David Passaretti MD opposes the bill because it purports to fix a problem that we do not have in Connecticut. Patients have access to highly qualified and compassionate physicians and there is already legislation on the books that protects patients against surprise billing and other predatory practices.

Boris E. Goldman MD opposes the bill. Removing the “fair and usual” clause from statute is unfair to the provider of the service. Insurance carriers should be required to pay the out-of-network providers full fee for their services.

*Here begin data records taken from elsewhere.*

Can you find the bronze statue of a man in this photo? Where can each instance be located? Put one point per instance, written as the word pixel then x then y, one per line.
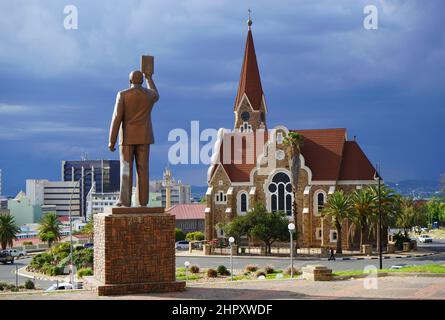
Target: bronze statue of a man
pixel 132 120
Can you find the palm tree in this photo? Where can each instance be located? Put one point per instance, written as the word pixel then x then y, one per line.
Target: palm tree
pixel 390 206
pixel 8 230
pixel 49 229
pixel 294 141
pixel 339 207
pixel 364 202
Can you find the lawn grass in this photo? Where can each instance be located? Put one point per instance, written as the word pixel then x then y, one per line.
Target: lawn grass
pixel 427 268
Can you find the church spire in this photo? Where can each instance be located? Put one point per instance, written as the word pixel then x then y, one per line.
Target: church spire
pixel 250 81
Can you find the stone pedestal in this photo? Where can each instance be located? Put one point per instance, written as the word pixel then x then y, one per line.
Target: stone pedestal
pixel 324 251
pixel 207 249
pixel 391 247
pixel 316 273
pixel 406 246
pixel 367 249
pixel 134 252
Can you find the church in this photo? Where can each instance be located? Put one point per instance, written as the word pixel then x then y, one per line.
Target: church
pixel 250 165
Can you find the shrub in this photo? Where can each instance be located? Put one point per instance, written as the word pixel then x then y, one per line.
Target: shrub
pixel 260 273
pixel 194 269
pixel 29 284
pixel 251 268
pixel 195 236
pixel 83 258
pixel 269 269
pixel 84 272
pixel 288 269
pixel 179 234
pixel 212 273
pixel 222 270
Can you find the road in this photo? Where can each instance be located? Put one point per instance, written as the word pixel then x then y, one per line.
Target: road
pixel 282 263
pixel 7 271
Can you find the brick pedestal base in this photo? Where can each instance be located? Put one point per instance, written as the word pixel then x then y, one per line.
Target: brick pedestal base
pixel 134 252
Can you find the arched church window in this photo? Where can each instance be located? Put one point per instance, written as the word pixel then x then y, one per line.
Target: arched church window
pixel 280 190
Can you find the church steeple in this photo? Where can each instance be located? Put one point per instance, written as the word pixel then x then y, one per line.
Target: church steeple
pixel 250 86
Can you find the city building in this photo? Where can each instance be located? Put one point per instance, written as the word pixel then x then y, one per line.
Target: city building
pixel 97 201
pixel 104 173
pixel 172 191
pixel 1 194
pixel 252 164
pixel 23 211
pixel 189 217
pixel 58 196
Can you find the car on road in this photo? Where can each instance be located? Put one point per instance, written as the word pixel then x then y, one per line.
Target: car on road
pixel 5 257
pixel 182 245
pixel 425 238
pixel 17 253
pixel 65 286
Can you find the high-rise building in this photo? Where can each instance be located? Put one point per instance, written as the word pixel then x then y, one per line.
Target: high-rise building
pixel 104 174
pixel 23 210
pixel 97 201
pixel 179 193
pixel 60 196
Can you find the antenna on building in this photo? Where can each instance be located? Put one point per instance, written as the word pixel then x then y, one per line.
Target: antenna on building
pixel 84 156
pixel 167 183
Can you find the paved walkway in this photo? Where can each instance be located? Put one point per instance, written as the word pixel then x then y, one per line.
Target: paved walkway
pixel 397 255
pixel 388 288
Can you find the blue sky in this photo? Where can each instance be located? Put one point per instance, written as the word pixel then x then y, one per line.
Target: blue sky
pixel 320 69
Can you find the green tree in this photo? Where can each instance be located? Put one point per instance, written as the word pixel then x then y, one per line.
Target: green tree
pixel 195 236
pixel 339 207
pixel 435 209
pixel 49 229
pixel 8 230
pixel 294 142
pixel 179 234
pixel 88 229
pixel 390 207
pixel 364 202
pixel 238 227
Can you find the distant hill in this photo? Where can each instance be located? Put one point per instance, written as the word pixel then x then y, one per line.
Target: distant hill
pixel 419 189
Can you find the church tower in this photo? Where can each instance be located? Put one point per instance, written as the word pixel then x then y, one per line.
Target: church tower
pixel 250 107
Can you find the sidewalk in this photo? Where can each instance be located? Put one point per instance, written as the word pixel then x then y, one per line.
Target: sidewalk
pixel 416 287
pixel 398 255
pixel 38 276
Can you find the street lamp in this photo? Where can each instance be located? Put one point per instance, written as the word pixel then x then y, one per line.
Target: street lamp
pixel 379 231
pixel 291 228
pixel 77 184
pixel 231 242
pixel 187 265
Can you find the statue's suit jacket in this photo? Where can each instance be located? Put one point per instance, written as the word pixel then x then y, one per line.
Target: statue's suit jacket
pixel 132 116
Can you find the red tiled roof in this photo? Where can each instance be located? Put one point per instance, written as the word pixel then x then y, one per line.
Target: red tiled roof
pixel 326 152
pixel 63 218
pixel 250 81
pixel 322 151
pixel 355 164
pixel 188 211
pixel 239 172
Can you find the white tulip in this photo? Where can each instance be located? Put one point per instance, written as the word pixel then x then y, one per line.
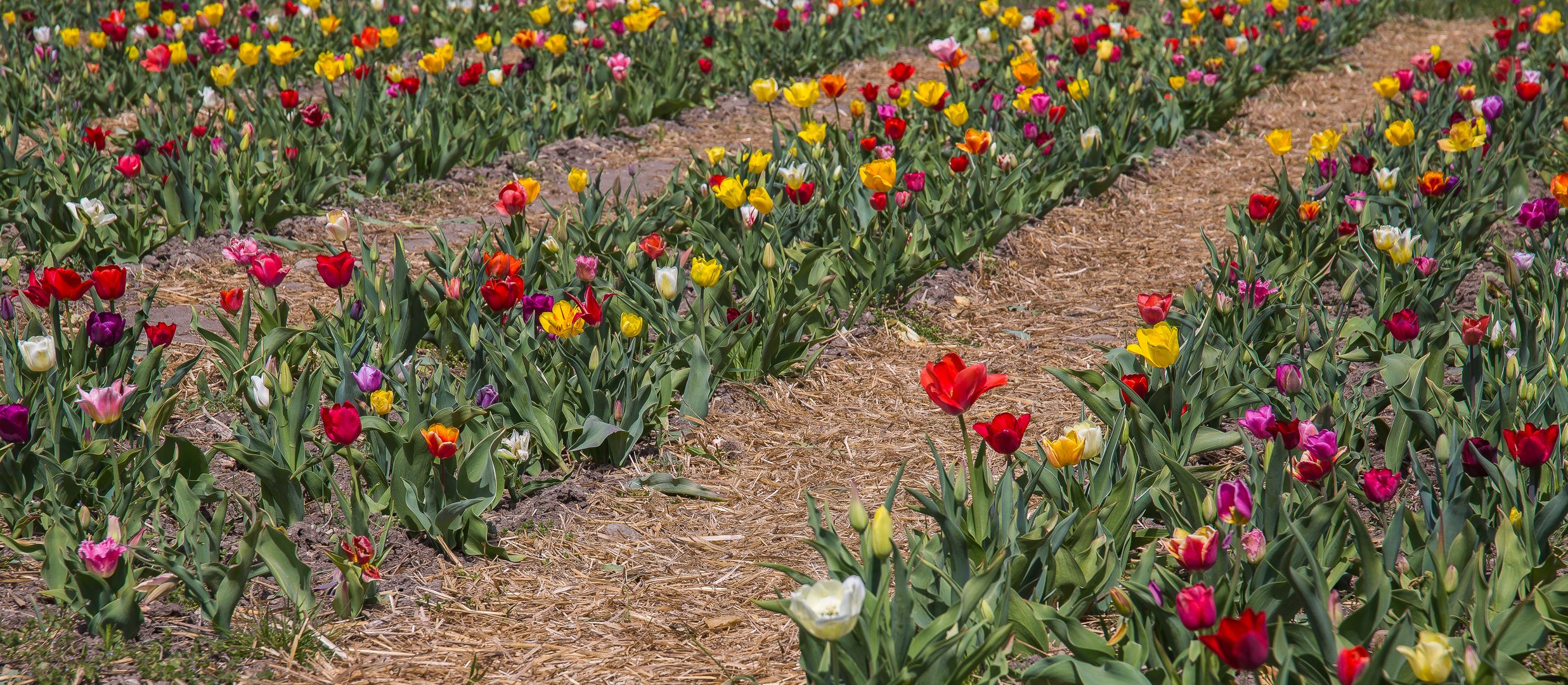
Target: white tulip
pixel 38 353
pixel 667 281
pixel 828 609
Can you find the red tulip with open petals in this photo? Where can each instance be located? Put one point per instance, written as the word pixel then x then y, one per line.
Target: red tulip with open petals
pixel 956 386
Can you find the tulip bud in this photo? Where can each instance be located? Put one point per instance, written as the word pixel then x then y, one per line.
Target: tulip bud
pixel 858 518
pixel 882 532
pixel 1122 601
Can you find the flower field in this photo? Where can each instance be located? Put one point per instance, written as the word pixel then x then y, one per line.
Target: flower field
pixel 1239 350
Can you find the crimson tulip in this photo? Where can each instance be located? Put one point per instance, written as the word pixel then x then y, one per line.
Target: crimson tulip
pixel 269 270
pixel 1155 308
pixel 1403 325
pixel 336 270
pixel 1242 643
pixel 108 283
pixel 159 334
pixel 231 300
pixel 340 424
pixel 1004 433
pixel 1352 660
pixel 956 386
pixel 1531 446
pixel 65 284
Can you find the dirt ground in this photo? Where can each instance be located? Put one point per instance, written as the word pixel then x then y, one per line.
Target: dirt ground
pixel 629 587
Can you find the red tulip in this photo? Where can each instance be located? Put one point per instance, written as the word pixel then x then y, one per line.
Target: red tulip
pixel 231 300
pixel 498 295
pixel 336 270
pixel 1195 607
pixel 340 424
pixel 269 270
pixel 129 167
pixel 1352 660
pixel 956 386
pixel 653 245
pixel 1139 384
pixel 1261 206
pixel 1403 325
pixel 1153 306
pixel 1004 433
pixel 1474 330
pixel 108 283
pixel 1531 446
pixel 159 334
pixel 1242 643
pixel 65 284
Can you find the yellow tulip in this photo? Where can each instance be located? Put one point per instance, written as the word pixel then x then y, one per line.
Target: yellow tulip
pixel 880 174
pixel 801 95
pixel 221 75
pixel 930 93
pixel 764 90
pixel 1401 134
pixel 957 114
pixel 731 192
pixel 1432 657
pixel 761 200
pixel 631 325
pixel 706 271
pixel 1159 345
pixel 1278 141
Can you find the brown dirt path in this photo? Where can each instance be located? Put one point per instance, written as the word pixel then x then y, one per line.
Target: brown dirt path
pixel 638 587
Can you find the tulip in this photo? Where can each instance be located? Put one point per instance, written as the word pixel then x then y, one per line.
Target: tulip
pixel 105 328
pixel 340 424
pixel 1432 657
pixel 1242 643
pixel 38 353
pixel 159 334
pixel 1531 446
pixel 956 386
pixel 336 270
pixel 1159 345
pixel 1197 551
pixel 1195 607
pixel 704 271
pixel 1234 502
pixel 828 609
pixel 1004 433
pixel 1155 308
pixel 15 424
pixel 880 532
pixel 269 270
pixel 1352 660
pixel 1380 485
pixel 101 559
pixel 108 283
pixel 1090 436
pixel 104 403
pixel 441 441
pixel 1403 325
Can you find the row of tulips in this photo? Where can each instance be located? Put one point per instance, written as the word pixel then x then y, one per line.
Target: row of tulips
pixel 1391 488
pixel 425 400
pixel 247 115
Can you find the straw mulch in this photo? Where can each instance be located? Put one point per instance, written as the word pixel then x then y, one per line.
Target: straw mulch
pixel 631 587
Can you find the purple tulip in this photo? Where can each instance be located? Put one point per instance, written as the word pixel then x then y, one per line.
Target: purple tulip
pixel 367 378
pixel 13 424
pixel 105 328
pixel 1236 502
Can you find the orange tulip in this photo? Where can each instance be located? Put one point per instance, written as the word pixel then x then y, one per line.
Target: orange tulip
pixel 976 141
pixel 831 85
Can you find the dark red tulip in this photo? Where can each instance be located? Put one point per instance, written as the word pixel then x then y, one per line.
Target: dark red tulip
pixel 1004 433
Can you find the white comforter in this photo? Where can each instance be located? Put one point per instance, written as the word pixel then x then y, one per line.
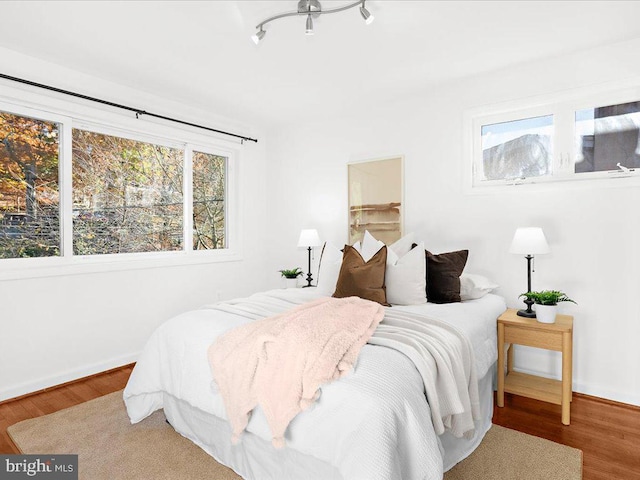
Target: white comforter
pixel 373 424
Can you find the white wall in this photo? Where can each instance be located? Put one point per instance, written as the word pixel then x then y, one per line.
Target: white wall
pixel 58 328
pixel 594 232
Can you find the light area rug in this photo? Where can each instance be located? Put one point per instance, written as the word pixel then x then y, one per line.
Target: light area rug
pixel 109 448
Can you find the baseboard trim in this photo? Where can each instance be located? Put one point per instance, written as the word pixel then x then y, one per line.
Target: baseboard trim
pixel 606 401
pixel 67 378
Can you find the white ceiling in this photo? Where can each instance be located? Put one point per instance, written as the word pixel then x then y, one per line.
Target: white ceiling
pixel 200 53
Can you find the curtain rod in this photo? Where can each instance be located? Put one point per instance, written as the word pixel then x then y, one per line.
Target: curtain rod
pixel 137 111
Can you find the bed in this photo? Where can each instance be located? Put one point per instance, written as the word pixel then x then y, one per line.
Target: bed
pixel 375 423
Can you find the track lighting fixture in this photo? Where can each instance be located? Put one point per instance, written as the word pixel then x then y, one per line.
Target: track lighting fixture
pixel 258 36
pixel 368 18
pixel 312 9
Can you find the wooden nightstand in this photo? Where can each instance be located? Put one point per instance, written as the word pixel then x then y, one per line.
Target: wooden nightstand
pixel 558 336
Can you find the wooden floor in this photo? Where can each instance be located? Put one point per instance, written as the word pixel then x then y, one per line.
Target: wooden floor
pixel 606 432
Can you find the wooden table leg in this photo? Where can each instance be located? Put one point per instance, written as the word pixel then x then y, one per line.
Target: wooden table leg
pixel 567 368
pixel 500 399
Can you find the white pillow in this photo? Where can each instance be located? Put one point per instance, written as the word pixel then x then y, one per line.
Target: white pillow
pixel 406 279
pixel 370 246
pixel 475 286
pixel 329 269
pixel 403 246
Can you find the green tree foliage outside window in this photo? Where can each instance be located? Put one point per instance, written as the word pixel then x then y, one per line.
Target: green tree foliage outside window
pixel 209 172
pixel 29 195
pixel 127 195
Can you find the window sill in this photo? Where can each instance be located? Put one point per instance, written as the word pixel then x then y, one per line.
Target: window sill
pixel 590 181
pixel 81 265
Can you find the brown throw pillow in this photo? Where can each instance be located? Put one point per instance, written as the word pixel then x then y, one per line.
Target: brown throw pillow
pixel 362 279
pixel 443 275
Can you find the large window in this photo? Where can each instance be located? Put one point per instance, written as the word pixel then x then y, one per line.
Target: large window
pixel 76 189
pixel 607 138
pixel 517 149
pixel 583 137
pixel 209 187
pixel 29 194
pixel 127 195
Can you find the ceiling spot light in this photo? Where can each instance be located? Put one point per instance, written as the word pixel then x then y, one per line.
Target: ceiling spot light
pixel 312 9
pixel 258 36
pixel 368 18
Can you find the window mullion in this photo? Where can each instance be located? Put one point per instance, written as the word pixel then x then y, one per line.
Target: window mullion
pixel 66 193
pixel 188 198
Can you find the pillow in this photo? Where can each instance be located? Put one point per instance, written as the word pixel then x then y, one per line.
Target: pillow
pixel 329 269
pixel 406 278
pixel 475 286
pixel 370 246
pixel 403 246
pixel 443 275
pixel 362 279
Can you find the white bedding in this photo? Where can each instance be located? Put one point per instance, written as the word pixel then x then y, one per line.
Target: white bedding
pixel 373 424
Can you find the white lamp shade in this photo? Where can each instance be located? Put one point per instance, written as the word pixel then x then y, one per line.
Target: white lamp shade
pixel 529 241
pixel 309 238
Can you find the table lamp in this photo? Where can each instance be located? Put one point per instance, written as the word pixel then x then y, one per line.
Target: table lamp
pixel 529 241
pixel 309 238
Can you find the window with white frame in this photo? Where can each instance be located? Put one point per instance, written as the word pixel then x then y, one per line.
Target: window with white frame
pixel 128 193
pixel 29 187
pixel 583 137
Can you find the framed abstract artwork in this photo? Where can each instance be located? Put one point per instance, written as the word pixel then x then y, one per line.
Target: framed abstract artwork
pixel 375 199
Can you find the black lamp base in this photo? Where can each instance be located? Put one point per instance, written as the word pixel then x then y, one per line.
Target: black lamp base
pixel 527 313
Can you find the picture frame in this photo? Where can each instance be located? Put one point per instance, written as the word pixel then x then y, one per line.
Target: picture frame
pixel 376 199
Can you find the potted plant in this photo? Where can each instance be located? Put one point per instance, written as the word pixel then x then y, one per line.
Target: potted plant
pixel 291 276
pixel 546 302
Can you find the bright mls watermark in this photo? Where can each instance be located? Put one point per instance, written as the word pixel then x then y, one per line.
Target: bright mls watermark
pixel 49 467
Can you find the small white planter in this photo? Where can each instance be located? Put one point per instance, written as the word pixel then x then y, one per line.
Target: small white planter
pixel 546 313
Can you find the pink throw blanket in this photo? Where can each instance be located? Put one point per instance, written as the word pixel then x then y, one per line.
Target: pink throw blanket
pixel 280 362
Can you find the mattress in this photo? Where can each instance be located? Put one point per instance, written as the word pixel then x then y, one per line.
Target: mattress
pixel 374 423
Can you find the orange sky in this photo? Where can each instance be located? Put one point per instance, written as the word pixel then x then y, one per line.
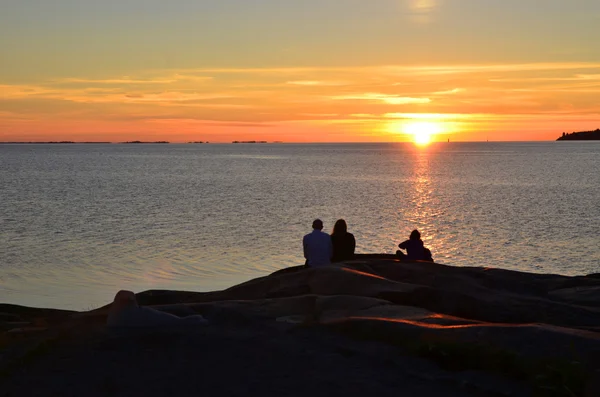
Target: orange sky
pixel 321 74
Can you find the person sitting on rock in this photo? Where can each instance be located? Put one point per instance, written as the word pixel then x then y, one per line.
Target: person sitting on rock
pixel 342 241
pixel 415 249
pixel 317 246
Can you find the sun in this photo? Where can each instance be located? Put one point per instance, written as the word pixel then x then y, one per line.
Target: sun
pixel 422 131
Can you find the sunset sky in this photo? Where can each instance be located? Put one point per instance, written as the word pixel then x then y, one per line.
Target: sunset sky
pixel 298 70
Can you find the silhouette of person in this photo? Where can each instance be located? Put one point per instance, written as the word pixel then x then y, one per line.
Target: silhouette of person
pixel 415 249
pixel 317 246
pixel 342 241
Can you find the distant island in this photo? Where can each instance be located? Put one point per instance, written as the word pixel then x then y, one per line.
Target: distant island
pixel 146 142
pixel 581 136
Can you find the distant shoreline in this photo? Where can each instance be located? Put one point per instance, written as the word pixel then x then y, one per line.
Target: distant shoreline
pixel 581 136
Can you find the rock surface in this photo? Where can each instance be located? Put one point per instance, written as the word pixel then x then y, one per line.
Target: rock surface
pixel 372 326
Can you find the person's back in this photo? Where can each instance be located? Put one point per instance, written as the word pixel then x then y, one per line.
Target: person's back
pixel 415 249
pixel 317 246
pixel 343 242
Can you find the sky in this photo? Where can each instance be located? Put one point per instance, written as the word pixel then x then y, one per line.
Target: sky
pixel 298 70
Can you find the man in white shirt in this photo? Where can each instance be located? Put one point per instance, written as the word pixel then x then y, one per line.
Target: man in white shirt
pixel 317 246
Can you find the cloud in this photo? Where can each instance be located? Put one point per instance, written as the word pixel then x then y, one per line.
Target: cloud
pixel 317 83
pixel 388 99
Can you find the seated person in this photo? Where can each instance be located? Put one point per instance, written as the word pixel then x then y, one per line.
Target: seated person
pixel 342 241
pixel 415 249
pixel 317 246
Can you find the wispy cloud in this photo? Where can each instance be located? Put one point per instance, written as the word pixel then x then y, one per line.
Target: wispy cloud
pixel 389 99
pixel 317 83
pixel 345 96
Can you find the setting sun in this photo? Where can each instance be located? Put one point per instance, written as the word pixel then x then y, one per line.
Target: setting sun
pixel 421 131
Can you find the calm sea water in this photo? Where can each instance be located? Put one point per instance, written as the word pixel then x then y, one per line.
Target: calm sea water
pixel 79 222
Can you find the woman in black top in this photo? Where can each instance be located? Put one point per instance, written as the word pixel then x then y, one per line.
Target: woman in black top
pixel 415 250
pixel 342 241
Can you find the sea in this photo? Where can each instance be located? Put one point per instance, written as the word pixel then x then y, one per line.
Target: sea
pixel 78 222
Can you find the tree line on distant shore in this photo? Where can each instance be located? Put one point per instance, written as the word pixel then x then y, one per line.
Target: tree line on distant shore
pixel 581 136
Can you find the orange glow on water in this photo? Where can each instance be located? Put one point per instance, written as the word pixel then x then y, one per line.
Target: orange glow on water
pixel 422 132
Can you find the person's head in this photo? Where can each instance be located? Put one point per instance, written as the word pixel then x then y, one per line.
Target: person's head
pixel 340 227
pixel 415 235
pixel 318 224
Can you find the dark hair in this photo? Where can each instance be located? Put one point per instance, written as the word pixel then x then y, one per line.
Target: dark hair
pixel 340 227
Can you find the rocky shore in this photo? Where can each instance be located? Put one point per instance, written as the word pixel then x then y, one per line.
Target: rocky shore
pixel 371 326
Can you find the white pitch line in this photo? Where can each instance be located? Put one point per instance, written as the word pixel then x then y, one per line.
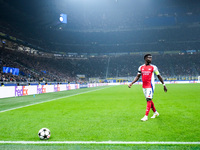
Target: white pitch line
pixel 51 100
pixel 95 142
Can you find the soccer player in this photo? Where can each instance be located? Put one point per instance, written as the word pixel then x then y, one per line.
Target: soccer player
pixel 147 71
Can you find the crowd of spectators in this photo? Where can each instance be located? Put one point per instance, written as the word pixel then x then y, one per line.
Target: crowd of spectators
pixel 35 68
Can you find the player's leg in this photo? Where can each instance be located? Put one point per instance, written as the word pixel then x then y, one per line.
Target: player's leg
pixel 148 95
pixel 156 114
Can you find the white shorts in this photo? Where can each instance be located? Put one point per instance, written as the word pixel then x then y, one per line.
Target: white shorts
pixel 148 92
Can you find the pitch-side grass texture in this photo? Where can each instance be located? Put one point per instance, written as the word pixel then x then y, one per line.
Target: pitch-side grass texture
pixel 104 114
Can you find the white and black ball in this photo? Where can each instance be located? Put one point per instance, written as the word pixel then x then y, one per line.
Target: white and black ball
pixel 44 134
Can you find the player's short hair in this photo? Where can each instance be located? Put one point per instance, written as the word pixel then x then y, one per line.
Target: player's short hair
pixel 147 55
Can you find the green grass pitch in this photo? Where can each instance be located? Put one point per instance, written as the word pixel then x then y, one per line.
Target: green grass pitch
pixel 105 114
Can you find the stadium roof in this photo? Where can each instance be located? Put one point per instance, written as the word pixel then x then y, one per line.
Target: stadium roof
pixel 98 25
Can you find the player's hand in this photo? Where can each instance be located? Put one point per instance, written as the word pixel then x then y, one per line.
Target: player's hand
pixel 129 85
pixel 165 88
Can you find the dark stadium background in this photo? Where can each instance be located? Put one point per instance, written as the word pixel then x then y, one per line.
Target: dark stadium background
pixel 103 40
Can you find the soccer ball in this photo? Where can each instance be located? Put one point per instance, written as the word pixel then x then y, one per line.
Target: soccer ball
pixel 44 134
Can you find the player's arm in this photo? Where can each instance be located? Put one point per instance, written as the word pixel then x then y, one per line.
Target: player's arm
pixel 161 80
pixel 135 80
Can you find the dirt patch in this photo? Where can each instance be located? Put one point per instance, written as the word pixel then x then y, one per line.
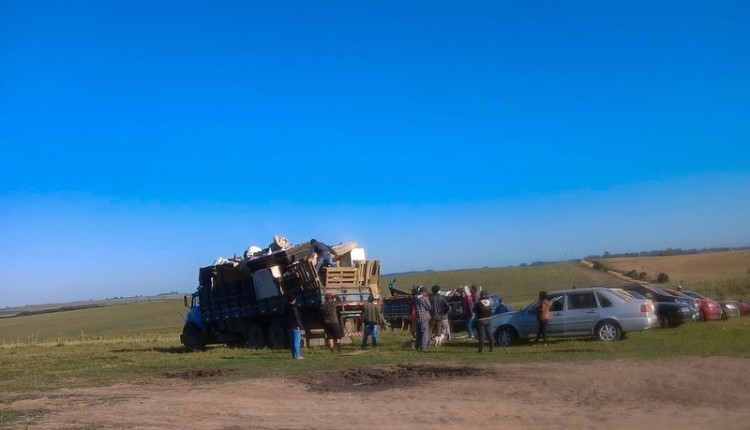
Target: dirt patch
pixel 694 392
pixel 389 377
pixel 192 374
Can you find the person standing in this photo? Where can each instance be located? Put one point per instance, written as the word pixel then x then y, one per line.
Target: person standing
pixel 467 304
pixel 483 312
pixel 502 307
pixel 440 309
pixel 294 326
pixel 542 317
pixel 324 252
pixel 422 307
pixel 372 317
pixel 331 324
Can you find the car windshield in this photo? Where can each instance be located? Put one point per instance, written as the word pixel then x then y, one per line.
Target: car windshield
pixel 660 291
pixel 622 294
pixel 636 294
pixel 532 306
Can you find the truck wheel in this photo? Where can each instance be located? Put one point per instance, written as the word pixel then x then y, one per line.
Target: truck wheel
pixel 191 338
pixel 277 338
pixel 255 338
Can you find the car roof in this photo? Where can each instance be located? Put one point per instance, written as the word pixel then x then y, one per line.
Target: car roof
pixel 580 290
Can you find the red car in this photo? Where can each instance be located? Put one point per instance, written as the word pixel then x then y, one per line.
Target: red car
pixel 744 306
pixel 710 308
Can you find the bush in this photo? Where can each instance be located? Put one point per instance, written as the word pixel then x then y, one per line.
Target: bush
pixel 599 266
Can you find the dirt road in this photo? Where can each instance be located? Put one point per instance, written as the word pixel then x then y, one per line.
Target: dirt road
pixel 699 392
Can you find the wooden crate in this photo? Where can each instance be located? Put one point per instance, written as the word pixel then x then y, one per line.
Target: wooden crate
pixel 340 276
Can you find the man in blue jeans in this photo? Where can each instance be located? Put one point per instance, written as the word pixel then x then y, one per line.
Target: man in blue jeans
pixel 372 317
pixel 324 252
pixel 293 322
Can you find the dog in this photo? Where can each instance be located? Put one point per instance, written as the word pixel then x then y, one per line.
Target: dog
pixel 437 340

Connecticut State Medical Society strongly opposes the bill. Section 10-(B)(3) would likely eviscerate patient protections that provide medical benefits to the citizens of Connecticut. Section 10 further removes any incentive for health insurers to enter into or even offer fair contracts or fair payment for services rendered to physicians.

Anya Kishinevsky MD and Alan Babigian MD, The American Society of Plastic Surgeron (ASPS) testified in opposition to the bill. The American Society of Plastic Surgeons (ASPS) opposes the bill and their detailed analysis focus on ways to ensure that patients are properly informed about the cost and removed from patient disputes. Also included in the testimony is ASPS official position statement on out of network billing.

Joseph B. O'Connell MD opposes the bill. This bill will lower the quality of care in our state and deny patients access to the care they need. To protect our patients it is vital that out-or-network care be reimbursed at the current usual and customary rate. This bill provides a scenario where a provider is at the mercy of a payor utilizing their own non-transparent data to determine reimbursement. Their goal is to pay as little as possible.